Fachleute taxieren die Zahlen von Siroop, die in dieser Form noch nie an die Öffentlichkeit gekommen sind, als «heftig». Vor allem der vermutete Aussenumsatz zeige, dass das E-Commerce-Startup offenbar trotz grosser Werbeanstrengungen keine grosse Wirkung entfalten konnte. 

Experten gehen davon aus, dass Siroop den teilnehmenden Händlern auf dem Marktplatz eine Kommission von durchschnittlich 8 Prozent in Rechnung stellte. Bei einigen renommierten Playern mag sie tiefer, bei unbekannteren Teilnehmern höher gewesen sein. Nach diesem Schema gerechnet entsprach der Betriebsertrag von 2017 einem Aussenumsatz von 23,8 Millionen Franken. 

Zwar braucht es für Neulinge im E-Commerce immer eine gewisse Anlaufzeit. Doch befragte Experten sagen, dass der offenbar erzielte Aussenumsatz im ersten vollen Geschäftsjahr 2017 von nicht einmal 25 Millionen Franken «unter jeder Kanone sei.» Und auch wenn im ersten Trimester 2018 Fortschritte erkennbar gewesen seien, erstaune es unter diesen Umständen nicht, dass Coop so schnell den Stecker gezogen habe. «Siroop war ein E-Fass ohne Boden», sagt ein Beobachter.

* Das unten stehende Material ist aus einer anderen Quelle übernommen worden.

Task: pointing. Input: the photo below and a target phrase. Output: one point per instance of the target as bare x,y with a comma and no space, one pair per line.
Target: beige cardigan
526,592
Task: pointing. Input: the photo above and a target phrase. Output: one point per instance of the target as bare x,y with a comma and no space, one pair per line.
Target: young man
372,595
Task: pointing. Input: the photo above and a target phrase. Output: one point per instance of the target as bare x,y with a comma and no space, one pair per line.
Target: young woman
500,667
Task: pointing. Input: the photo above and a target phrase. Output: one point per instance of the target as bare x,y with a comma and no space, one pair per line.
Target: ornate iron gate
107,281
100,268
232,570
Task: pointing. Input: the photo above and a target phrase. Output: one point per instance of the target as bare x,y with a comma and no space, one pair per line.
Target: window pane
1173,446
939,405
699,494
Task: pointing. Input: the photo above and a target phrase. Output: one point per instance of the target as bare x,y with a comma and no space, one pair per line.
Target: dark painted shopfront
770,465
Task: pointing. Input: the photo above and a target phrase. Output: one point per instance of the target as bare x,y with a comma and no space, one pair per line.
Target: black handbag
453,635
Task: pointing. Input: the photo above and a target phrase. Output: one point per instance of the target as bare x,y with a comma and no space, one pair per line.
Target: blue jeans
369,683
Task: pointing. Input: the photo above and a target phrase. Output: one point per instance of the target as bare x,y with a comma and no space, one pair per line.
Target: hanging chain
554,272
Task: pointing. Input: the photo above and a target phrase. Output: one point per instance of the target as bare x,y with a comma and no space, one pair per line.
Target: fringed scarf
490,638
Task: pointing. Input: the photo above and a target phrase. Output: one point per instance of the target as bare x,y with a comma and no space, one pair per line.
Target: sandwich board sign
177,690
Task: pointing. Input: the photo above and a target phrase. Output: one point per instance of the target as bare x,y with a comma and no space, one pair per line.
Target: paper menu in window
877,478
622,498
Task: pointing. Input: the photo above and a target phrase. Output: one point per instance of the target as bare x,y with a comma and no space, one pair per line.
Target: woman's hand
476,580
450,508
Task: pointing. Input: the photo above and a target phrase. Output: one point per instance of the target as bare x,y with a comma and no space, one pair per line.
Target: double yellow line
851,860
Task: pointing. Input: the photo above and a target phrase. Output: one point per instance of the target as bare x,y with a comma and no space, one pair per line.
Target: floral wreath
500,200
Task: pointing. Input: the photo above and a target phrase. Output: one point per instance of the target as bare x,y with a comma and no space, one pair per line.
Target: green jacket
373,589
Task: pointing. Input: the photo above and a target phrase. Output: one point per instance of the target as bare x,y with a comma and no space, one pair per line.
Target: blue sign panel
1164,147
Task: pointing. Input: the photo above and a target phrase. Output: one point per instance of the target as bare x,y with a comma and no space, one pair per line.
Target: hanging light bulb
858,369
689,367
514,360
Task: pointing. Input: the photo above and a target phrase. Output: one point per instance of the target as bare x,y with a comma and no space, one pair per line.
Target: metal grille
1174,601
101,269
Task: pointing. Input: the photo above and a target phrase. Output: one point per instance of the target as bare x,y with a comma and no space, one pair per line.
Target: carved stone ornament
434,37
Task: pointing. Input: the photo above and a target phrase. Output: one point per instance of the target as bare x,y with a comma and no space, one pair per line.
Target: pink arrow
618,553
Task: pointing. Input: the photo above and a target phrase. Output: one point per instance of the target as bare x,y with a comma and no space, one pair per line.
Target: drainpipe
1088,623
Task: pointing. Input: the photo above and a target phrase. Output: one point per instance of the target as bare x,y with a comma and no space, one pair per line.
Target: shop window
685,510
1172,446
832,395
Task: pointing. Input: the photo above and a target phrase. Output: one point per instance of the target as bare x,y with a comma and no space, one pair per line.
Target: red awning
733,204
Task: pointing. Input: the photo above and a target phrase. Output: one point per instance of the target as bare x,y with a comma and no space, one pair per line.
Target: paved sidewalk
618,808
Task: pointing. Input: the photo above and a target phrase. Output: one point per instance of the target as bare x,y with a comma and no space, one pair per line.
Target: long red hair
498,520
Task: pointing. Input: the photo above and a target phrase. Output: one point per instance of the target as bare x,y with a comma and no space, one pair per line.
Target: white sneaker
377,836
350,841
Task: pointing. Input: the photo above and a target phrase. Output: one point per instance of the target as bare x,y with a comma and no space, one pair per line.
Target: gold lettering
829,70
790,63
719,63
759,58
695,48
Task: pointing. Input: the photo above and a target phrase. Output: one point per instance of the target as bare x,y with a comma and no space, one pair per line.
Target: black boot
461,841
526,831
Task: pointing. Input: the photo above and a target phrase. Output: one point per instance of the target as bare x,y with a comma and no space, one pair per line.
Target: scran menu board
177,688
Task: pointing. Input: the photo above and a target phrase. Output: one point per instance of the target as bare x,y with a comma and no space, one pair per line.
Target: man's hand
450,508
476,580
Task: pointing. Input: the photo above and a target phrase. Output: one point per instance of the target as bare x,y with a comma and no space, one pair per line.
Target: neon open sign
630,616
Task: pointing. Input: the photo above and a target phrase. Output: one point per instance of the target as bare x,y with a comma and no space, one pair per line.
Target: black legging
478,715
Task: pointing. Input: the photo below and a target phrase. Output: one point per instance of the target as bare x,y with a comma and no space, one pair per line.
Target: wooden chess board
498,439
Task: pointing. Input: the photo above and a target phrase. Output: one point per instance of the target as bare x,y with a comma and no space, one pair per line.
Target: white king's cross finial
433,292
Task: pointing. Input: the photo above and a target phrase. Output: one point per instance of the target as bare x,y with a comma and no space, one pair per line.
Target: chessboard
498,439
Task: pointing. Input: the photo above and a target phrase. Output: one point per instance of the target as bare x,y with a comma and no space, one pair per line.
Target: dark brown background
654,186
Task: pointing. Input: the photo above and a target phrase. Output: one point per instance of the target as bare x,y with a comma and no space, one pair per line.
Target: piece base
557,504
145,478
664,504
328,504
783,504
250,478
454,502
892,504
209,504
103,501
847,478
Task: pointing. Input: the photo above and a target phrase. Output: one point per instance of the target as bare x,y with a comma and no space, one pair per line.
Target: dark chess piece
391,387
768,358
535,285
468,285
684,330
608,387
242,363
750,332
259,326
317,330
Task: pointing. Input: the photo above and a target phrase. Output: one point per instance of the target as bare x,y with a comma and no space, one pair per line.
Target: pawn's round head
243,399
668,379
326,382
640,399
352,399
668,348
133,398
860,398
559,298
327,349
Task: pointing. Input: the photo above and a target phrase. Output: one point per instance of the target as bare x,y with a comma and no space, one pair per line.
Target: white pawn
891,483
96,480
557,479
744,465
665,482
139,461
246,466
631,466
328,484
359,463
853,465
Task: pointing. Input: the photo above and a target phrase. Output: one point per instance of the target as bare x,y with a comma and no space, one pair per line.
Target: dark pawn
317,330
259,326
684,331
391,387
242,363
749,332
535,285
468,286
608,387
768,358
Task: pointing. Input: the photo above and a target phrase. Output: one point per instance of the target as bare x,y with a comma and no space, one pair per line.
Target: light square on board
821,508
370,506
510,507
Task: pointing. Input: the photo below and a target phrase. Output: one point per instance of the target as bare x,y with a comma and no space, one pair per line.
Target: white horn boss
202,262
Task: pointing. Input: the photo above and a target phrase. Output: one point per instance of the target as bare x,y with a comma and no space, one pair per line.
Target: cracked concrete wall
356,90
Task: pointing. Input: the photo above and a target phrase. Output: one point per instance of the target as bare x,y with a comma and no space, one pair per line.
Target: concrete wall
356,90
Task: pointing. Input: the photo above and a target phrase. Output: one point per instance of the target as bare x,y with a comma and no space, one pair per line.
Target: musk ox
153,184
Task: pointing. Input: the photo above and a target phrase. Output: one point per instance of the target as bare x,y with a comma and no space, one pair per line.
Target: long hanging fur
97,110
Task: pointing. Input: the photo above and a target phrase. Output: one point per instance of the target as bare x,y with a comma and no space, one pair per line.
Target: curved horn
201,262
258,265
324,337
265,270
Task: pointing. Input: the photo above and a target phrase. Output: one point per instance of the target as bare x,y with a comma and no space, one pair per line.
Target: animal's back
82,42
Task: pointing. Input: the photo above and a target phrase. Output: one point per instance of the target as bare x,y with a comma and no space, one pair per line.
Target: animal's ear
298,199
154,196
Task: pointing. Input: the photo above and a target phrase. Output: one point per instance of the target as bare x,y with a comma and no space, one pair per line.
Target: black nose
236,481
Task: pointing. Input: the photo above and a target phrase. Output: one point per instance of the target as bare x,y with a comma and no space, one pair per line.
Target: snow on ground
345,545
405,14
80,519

Abschreiber auf immateriellen Werten

Noch grösser war der anteilige Verlust im laufenden Jahr. In den ersten vier Monaten 2018 erzielte Siroop mit 1,7 Millionen Franken zwar fast gleich viel Betriebsertrag wie im ganzen Jahr 2017. Mit 27 Millionen lag jedoch auch der Reinverlust – anteilig – deutlich über dem Vorjahreswert. Grund dafür waren Abschreiber auf immateriellen Werten, die mit der Einstellung von Siroop wertlos wurden. Dazu dürfte wohl auch die glücklose Marke gehören. Coop wollte die Geschäftszahlen auf Anfrage der HZ nicht kommentieren.

Coop rechnet offenbar damit, dass Siroop für die verbleibenden Monaten nur noch mit hohen Rabatten geschäften kann. Auf den eigenen Warenbeständen per Ende April im Wert von 5,3 Millionen Franken hat Coop Wertberichtigungen von 2 Millionen Franken vorgenommen. Laut Bericht der Wirtschaftsprüfer von PWC rechnet Coop damit, dass die Vorräte nur mit Rabatten von 15 und 50 Prozent auf den Einkaufspreis verkauft werden können.

Unter den Strich fusioniert Coop einen grossen Verlust in die Genossenschaft. Dem verbleibenden Eigenkapital von 10,4 Millionen Franken steht eine Passivseite von 138,4 Millionen Franken gegenüber. Oder: Ein Bilanzverlust von 138,5 Millionen Franken.